Los "Escritos de Turín" (1888) concentran las
últimas palabras que Nietzsche emitiera antes de caer en el abismo de la
locura. En ellos se expresan alusiones fragmentadas a las problemáticas que
marcaron la etapa postrera de su pensamiento filosófico. En efecto, allí sigue
latiendo el diagnóstico sobre la decadencia de la cultura occidental,
decadencia que posee como síntomas más notables, como fenómenos palpables de
una enfermedad invisible pero existente, al Cristianismo, a la cultura y
educación alemana, al gusto por Wagner y a la corrupción estilística de un arte
escrito para masas que impera en Europa. Todos estos temas, sin lugar a dudas,
están tratados por Nietzsche en sus obras precedentes. No obstante, la fuerza,
la intensidad, la euforia formal con que ellos son abordados en estos
"Escritos de Turín" refieren a una visión particular. Tanto el rigor
estilístico de su otrora gran prosa poética como la aguda profundidad de sus
antiguas ideas yacen debilitados en estos textos. La tartamudez de la pasión
predomina por sobre el contenido y belleza de su pluma. Así, los últimos
fragmentos de Nietzsche son testimonios de un hombre que se halla al borde del
abismo, de un hombre que se escribe a sí mismo con tal de aclarar las cuentas
pendientes que mantiene con aquellos temas ya mencionados, pero que en dicho
acto de intentar ordenar el mundo, su propio mundo interior se ve trastocado de
raíz.
La mayoría pensará que la consecuencia lógica de la relación de Nietzsche con
su obra consistía en devenir locura, en la aniquilación del continente orgánico
(la mente, el cuerpo, el cerebro) ya incapaz de abrazar la falta de
sistematicidad y belleza expansiva de su escritura, ya incapaz de contener las
ideas sacrílegas que anunciaban el advenimiento de un (súper) hombre nuevo, ya
incapaz de aclarar en plenitud las cuentas pendientes con su ídolo caído, con
Wagner. Y que estos "Escritos de Turín" serían la versión ya
deteriorada, los agónicos estertores donde se evidenciaría la caída de
Nietzsche. En fin, ellos, la mayoría, pensarán que fue demasiado martirio para
un solo hombre. Que Nietzsche sufrió más de lo que pudo soportar. Yo tiendo a
pensar lo contrario. Nietzsche, herido en ese cuerpo tan rebosante de espíritu,
se burló de todos nosotros. De nosotros que nos encontramos sobre el abismo,
salvaguardados ante la caída, y que somos incapaces de acceder a su fondo, a la
verdad trágica del existir que yace en los más recóndito de tal abismo.

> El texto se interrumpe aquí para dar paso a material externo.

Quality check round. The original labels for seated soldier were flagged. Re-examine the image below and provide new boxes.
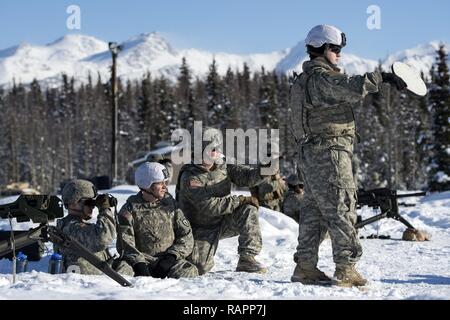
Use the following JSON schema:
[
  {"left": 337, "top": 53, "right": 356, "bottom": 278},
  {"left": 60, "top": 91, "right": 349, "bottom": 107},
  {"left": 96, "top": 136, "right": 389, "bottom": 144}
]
[
  {"left": 54, "top": 180, "right": 133, "bottom": 275},
  {"left": 117, "top": 162, "right": 198, "bottom": 279}
]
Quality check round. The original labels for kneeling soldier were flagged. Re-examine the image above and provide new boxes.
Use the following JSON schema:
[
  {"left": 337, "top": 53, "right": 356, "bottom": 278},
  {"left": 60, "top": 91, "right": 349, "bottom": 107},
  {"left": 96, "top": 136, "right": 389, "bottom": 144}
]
[{"left": 117, "top": 162, "right": 198, "bottom": 279}]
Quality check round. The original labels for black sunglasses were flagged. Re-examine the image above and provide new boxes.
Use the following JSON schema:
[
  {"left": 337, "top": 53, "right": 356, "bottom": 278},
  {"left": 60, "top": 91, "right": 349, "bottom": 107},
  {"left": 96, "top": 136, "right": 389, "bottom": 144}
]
[{"left": 81, "top": 199, "right": 95, "bottom": 208}]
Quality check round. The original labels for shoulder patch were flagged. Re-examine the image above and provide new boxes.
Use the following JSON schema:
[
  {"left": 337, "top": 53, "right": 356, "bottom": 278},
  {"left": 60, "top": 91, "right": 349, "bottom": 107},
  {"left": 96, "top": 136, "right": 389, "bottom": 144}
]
[
  {"left": 181, "top": 218, "right": 191, "bottom": 227},
  {"left": 120, "top": 210, "right": 132, "bottom": 219},
  {"left": 189, "top": 179, "right": 203, "bottom": 188}
]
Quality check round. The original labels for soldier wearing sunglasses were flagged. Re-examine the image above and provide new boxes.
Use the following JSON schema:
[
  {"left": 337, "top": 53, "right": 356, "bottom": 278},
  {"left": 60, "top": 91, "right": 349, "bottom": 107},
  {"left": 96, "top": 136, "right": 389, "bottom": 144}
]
[
  {"left": 54, "top": 179, "right": 133, "bottom": 275},
  {"left": 290, "top": 25, "right": 406, "bottom": 287}
]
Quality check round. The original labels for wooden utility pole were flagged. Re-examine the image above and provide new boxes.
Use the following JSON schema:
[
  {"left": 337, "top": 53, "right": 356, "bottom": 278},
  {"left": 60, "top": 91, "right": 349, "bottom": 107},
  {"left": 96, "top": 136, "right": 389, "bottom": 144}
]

Nietzsche, ya sin requerir el cuerpo, se burla, ríe y baila. Tan sólo nos es
posible percibir los ecos grises, las sombras mudas que suben desde aquella
hermética dimensión –la locura- con dirección hacia la superficie en la cual
nos encontramos todos los presuntamente saludables, los centrados, los hijos de
la razón. Tal vez ese Nietzsche ya no necesita ni el cuerpo para danzar:
ensimismado en su ensoñación se menea al compás macabro de Dionisos. Quizás
Nietzsche habite, por fin, más allá del bien y del mal, más allá de la
dicotomía razón – sinrazón. Esos diez años de locura antes de su muerte e
inmediatamente posteriores a los "Escritos de Turín" bien podrían ser
la consecuencia lógica de su obra, pero visto desde otro prisma. Consecuencia
lógica entendida como la consumación máxima de un pensar-sentir que se proyecta
hacia lo absorto del soñar; consumación donde, después de que la filosofía se
transformó en cuerpo, el cuerpo metamorfoseó en un signo de interrogación del
que, tal cual como de Dios, nosotros no podemos hablar.